I am studying a set of functions. This seems like something other people would have studied too, and I'd like to know what other people are calling this and how to read up on it.
These "efficiency curve" functions are:
$$f(d_1, d_2, ..., d_n) \in \{0, 1\} $$
where
$$d_i \in \mathbb{N} $$
and
$$f(..., d_i, ...) = 1, d_i > 1 \implies f(..., d_i-1, ...) = 1$$
In two dimensions, this is one-to-one relatable with a monotonic decreasing function.
Examples in two dimensions (green is 1, red is 0):
You can easily count the number of 2d efficiency functions that fit in some boundary ($b_1$, $b_2$). It is:
$$\frac{(b_1 + b_2)!}{b_1! b_2!} $$
Because looking at the function diagonally from the northeast, and distinguishing the tops and the rights of squares, you will always see $d_1$ tops and $d_2$ rights in some order, and every order is a valid and distinct efficiency curve.

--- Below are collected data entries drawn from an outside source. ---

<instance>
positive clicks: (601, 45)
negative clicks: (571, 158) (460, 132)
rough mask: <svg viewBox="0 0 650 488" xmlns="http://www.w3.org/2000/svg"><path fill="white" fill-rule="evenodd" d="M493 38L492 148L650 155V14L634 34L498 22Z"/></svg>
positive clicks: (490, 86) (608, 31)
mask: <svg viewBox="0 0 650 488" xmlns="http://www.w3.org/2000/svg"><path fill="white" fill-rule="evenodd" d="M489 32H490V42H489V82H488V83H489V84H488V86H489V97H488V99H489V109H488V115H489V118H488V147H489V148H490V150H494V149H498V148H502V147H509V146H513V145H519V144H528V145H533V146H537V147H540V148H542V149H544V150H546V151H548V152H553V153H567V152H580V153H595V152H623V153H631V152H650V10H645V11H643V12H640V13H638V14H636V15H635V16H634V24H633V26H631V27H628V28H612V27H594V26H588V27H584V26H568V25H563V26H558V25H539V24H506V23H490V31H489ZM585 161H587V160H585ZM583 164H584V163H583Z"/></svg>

In three dimensions you can think of this as placing sugar cubes into a box such that gravity applied down, left, or back does not cause the cubes to move.
You can look at this diagonally too and that picture uniquely defines the curve. Counting those is harder.

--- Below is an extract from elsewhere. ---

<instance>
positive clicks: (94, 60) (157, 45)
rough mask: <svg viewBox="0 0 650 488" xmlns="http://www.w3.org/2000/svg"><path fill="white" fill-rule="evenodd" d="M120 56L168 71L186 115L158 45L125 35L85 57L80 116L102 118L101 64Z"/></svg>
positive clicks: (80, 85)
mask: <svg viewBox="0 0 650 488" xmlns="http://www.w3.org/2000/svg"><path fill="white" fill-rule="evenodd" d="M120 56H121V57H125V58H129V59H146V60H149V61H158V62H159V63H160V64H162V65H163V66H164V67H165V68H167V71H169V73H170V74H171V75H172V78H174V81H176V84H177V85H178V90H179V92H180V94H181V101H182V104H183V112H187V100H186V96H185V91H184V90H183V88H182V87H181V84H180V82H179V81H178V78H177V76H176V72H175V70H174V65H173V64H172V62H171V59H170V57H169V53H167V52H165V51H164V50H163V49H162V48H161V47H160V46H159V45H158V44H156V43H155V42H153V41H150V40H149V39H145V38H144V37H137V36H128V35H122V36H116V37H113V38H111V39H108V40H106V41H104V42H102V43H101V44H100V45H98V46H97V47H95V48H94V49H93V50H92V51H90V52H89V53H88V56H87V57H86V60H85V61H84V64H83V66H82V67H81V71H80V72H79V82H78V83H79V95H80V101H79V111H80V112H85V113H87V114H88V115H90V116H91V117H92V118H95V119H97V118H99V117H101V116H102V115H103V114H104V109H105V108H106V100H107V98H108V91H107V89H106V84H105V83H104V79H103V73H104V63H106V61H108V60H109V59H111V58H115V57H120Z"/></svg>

Here is an enumeration of all the efficiency functions in three dimensions with boundaries $(2,2,2)$:
I'm interested in studying this problem in $n$ dimensions. Specifically, I'd like to count how many efficiency functions exist in $n$ dimensions with the boundaries $b_1, b_2, ..., b_n$.
But again, I'm not asking you to do my homework (and this is not homework). I'm just asking what other people call this problem and a reference to anybody else that has written about this.